Others had noticed this apparent bias against freelance authorship. John Ralston Saul said that "there's a handful of independent writers here gathering in dark corners, glancing at the rest of you and wondering what it is you intend to do with us". Had we all met in Monza for a performance of a hi-tech Hamlet without the prince?

Thankfully, no. Many readers will have a soft spot for Il Postino, Michael Radford's gem of a film about the exiled Chilean poet Neruda teaching literature, and love, to the young man who delivers his mail. Fewer, in Britain, will know the novel by Chilean author Antonio Skármeta – Ardiente Paciencia – from which it derives. It was the genial, avuncular Skármeta, "a romantic and relentless admirer of the paper book", who had the last word in a closing address. Remembering how he used to finish the plots of Chilean radio soap operas for his Croatian migrant granny, he brought us down – or up – to the unchanging arts of the story, and the honour its tellers still deserve.

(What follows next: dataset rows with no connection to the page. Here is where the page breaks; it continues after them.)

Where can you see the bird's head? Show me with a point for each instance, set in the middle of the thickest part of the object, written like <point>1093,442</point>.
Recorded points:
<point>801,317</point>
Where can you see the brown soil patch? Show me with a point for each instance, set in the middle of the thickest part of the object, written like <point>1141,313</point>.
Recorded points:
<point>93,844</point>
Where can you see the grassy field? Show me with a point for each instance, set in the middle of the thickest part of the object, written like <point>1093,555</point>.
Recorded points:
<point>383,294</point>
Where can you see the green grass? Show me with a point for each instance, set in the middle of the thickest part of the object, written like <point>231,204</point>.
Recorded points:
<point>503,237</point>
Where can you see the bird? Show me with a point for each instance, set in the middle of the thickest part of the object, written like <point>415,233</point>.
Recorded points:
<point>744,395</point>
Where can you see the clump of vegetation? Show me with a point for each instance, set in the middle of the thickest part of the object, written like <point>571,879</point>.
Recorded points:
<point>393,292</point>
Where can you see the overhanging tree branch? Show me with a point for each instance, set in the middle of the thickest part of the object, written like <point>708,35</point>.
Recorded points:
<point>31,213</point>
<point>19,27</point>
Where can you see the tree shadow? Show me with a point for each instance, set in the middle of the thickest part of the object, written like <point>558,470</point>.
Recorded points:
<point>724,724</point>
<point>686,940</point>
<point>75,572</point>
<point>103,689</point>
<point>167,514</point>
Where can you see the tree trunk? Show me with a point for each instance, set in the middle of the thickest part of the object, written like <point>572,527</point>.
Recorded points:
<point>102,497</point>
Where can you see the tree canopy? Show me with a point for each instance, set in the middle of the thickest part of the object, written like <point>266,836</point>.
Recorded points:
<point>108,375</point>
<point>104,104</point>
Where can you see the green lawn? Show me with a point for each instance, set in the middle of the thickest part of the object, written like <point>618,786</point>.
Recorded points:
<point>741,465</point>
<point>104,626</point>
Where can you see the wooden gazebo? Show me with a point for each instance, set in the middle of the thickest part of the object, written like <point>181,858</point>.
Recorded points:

Skármeta recalled that the postman in his novel had purloined Neruda's verses to speed his love affair and then defended the theft by saying that "poetry doesn't belong to the authors – it belongs to the users". T-shirt manufacturers had in turn stolen that sentiment as a slogan. These days, its true author reminded us, his line has apparently become the corporate policy of digital-media giants. "We could never have imagined that this innocent joke could become part and parcel of a predatory policy by content providers." Inky spectre at the electronic feast, or messenger from the stubborn paper-bound reality beyond the Villa Reale's long gravel drive, Skármeta won the warmest ovation of the week.